Stores in working memory
Central executive, phonological loop, visuo spatial sketchpad and episodic buffer.
Central executive
Monitors and coordinates all other mental functions in working memory. Controls attention and determines which sub-systems take on different tasks.
- Supervisory role
- Monitors incoming data
- Does not store information
- Limited processing capacity
Phonological loop
Codes speech sounds in working memory, typically involving maintenance rehearsal.
Phonological store: stores words you hear
Articulatory process: maintenance rehearsal and capacity is 2 seconds worth of what you can say
Visuo - spatial sketchpad
- Has a capacity of 3-4 items (limited capacity)
- Temporary store for visual and spatial information
- Visual cache stores visual information
- Inner scribe records arrangement of objects in the visual field
Episodic buffer
Receives input from many sources, temporarily stores this information and then integrates it in order to construct a mental episode of what is being experienced. Send information to LTM and maintains a sense of time sequencing.
- Added by Baddeley in 2000
- Limited capacity of about 4 chunks
Dual task studies
Doing two things at once.
Examples:
- Tracking a moving light while problem solving (different stores used)
- Saying a random number whilst solving problems (hard to do as both require CE)
Evidence to support the WMM
- A psychologist (in 1993) used a PET scan to record brain activity when participants were performing verbal tasks (using phonological loop) or visual tasks (using the visuo-spatial sketchpad) and found that very different areas of the brain were active during each task.
- KF case study supports the existence of separate visual and acoustic memory stores
- Dual task studies
Limitation of the WMM
We don’t know a lot about the central executive.
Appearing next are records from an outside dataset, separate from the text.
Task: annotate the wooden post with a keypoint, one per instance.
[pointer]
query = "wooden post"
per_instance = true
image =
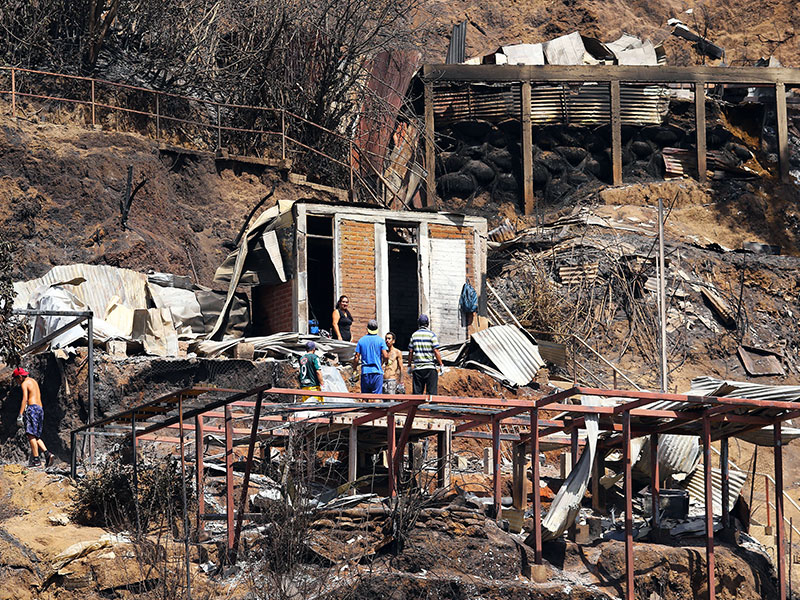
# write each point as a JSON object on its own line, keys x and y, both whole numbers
{"x": 598, "y": 492}
{"x": 628, "y": 492}
{"x": 229, "y": 508}
{"x": 783, "y": 131}
{"x": 527, "y": 148}
{"x": 496, "y": 480}
{"x": 700, "y": 128}
{"x": 352, "y": 456}
{"x": 198, "y": 471}
{"x": 780, "y": 548}
{"x": 520, "y": 488}
{"x": 536, "y": 483}
{"x": 616, "y": 134}
{"x": 430, "y": 149}
{"x": 726, "y": 494}
{"x": 444, "y": 451}
{"x": 655, "y": 478}
{"x": 711, "y": 580}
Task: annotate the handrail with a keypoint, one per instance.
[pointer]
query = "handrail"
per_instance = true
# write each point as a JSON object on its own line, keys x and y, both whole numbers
{"x": 364, "y": 154}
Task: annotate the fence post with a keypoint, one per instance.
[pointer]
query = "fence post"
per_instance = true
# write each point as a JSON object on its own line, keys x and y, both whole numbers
{"x": 283, "y": 134}
{"x": 350, "y": 162}
{"x": 13, "y": 93}
{"x": 93, "y": 115}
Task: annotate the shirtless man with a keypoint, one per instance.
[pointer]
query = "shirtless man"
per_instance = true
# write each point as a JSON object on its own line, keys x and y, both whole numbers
{"x": 31, "y": 415}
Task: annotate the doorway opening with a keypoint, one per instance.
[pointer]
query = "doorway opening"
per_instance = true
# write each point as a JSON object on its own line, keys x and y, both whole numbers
{"x": 403, "y": 248}
{"x": 319, "y": 267}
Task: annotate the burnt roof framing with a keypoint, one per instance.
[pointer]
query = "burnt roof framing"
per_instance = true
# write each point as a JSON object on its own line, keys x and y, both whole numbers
{"x": 700, "y": 76}
{"x": 708, "y": 417}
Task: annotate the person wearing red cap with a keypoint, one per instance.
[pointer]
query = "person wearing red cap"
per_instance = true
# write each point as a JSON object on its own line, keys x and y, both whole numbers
{"x": 31, "y": 416}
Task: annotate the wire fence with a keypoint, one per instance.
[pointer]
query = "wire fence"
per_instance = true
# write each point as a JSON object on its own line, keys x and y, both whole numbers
{"x": 235, "y": 130}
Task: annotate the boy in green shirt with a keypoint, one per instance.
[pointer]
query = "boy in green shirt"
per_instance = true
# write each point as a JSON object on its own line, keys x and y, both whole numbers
{"x": 310, "y": 373}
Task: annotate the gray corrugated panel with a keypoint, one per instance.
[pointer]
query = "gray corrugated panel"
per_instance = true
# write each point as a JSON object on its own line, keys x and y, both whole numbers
{"x": 457, "y": 50}
{"x": 695, "y": 484}
{"x": 94, "y": 285}
{"x": 511, "y": 351}
{"x": 585, "y": 104}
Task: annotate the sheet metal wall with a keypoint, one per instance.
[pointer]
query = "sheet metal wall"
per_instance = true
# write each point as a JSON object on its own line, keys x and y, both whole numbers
{"x": 580, "y": 104}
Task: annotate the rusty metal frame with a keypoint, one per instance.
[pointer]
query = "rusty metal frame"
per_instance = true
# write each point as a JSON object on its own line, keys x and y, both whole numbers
{"x": 633, "y": 417}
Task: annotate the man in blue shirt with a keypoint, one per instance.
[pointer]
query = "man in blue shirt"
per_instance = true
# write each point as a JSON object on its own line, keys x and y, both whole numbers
{"x": 423, "y": 355}
{"x": 371, "y": 351}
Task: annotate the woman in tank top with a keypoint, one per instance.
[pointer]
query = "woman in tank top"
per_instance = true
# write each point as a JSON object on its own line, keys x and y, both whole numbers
{"x": 342, "y": 319}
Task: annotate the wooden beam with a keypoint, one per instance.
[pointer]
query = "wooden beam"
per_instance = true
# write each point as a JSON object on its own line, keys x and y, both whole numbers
{"x": 616, "y": 134}
{"x": 430, "y": 149}
{"x": 527, "y": 148}
{"x": 629, "y": 73}
{"x": 783, "y": 131}
{"x": 700, "y": 128}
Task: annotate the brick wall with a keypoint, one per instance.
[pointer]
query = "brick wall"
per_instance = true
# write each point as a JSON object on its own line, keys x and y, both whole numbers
{"x": 273, "y": 309}
{"x": 456, "y": 232}
{"x": 357, "y": 272}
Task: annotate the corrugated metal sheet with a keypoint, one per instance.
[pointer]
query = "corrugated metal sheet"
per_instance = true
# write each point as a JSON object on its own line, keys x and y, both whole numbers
{"x": 457, "y": 50}
{"x": 511, "y": 351}
{"x": 695, "y": 484}
{"x": 94, "y": 285}
{"x": 448, "y": 272}
{"x": 580, "y": 104}
{"x": 676, "y": 454}
{"x": 524, "y": 54}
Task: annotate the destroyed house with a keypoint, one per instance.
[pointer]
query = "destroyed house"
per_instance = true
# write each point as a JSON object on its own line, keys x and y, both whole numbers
{"x": 300, "y": 257}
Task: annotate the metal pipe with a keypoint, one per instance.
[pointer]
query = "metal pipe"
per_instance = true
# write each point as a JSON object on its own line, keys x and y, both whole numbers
{"x": 655, "y": 479}
{"x": 725, "y": 472}
{"x": 199, "y": 450}
{"x": 496, "y": 483}
{"x": 709, "y": 505}
{"x": 536, "y": 485}
{"x": 93, "y": 112}
{"x": 390, "y": 443}
{"x": 780, "y": 549}
{"x": 229, "y": 480}
{"x": 90, "y": 375}
{"x": 628, "y": 492}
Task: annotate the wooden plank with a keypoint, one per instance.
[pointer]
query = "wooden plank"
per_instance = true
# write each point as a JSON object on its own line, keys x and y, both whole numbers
{"x": 616, "y": 134}
{"x": 783, "y": 131}
{"x": 700, "y": 128}
{"x": 527, "y": 148}
{"x": 629, "y": 73}
{"x": 430, "y": 149}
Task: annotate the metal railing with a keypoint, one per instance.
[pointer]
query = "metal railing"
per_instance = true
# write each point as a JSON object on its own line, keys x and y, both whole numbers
{"x": 236, "y": 121}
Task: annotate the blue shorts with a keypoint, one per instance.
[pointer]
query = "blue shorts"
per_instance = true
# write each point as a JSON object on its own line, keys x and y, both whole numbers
{"x": 34, "y": 419}
{"x": 372, "y": 383}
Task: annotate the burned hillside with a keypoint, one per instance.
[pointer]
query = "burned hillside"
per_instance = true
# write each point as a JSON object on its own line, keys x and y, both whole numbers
{"x": 515, "y": 325}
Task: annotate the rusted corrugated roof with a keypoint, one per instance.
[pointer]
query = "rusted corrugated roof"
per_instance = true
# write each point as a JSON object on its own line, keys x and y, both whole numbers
{"x": 511, "y": 351}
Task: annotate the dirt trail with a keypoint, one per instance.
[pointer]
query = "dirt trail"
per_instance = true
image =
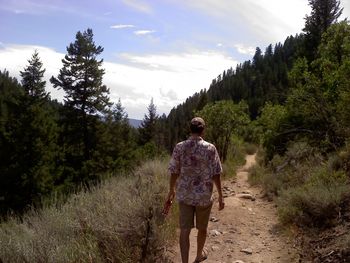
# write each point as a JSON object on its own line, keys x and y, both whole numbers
{"x": 247, "y": 229}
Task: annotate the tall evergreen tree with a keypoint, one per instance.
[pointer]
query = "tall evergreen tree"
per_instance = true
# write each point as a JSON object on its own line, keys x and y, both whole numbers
{"x": 32, "y": 77}
{"x": 324, "y": 13}
{"x": 81, "y": 79}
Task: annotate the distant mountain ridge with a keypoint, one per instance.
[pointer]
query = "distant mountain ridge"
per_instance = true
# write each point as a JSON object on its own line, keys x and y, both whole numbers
{"x": 135, "y": 123}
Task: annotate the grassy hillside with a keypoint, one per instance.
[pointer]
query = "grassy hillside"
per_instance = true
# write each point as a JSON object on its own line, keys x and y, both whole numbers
{"x": 119, "y": 221}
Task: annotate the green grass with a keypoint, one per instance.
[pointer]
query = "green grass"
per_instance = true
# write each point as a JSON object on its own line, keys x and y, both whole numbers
{"x": 310, "y": 189}
{"x": 118, "y": 221}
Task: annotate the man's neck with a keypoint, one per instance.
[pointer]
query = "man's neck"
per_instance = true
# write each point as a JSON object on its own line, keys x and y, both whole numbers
{"x": 196, "y": 136}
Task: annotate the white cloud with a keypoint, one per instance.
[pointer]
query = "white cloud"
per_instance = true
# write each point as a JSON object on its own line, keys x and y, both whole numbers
{"x": 244, "y": 49}
{"x": 267, "y": 20}
{"x": 120, "y": 26}
{"x": 144, "y": 32}
{"x": 139, "y": 5}
{"x": 169, "y": 78}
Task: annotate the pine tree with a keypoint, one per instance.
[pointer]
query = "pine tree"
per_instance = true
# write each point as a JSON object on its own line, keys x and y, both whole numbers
{"x": 81, "y": 78}
{"x": 32, "y": 78}
{"x": 324, "y": 13}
It is hard to research because we cannot isolate it in the same way as the other stores.
Interference
One memory disrupts the ability to recall another memory.
Proactive interference
Older memories from previous learning disrupt the recall of newer memories.
Retroactive interference
Newer memories disrupt the recall of previously stored memories.
What are the effects of similarity in interference?
In both proactive and retroactive interference, the interference is worse when the memories are similar.
Retrieval failure
Information is in LTM but cannot be accessed. It cannot be accessed because the retrieval cues are not present.
Encoding specificity
Memory is most effective when information available at coding is also present during retrieval . This information acts as cues that trigger our memories. We forget in the absence of these cues.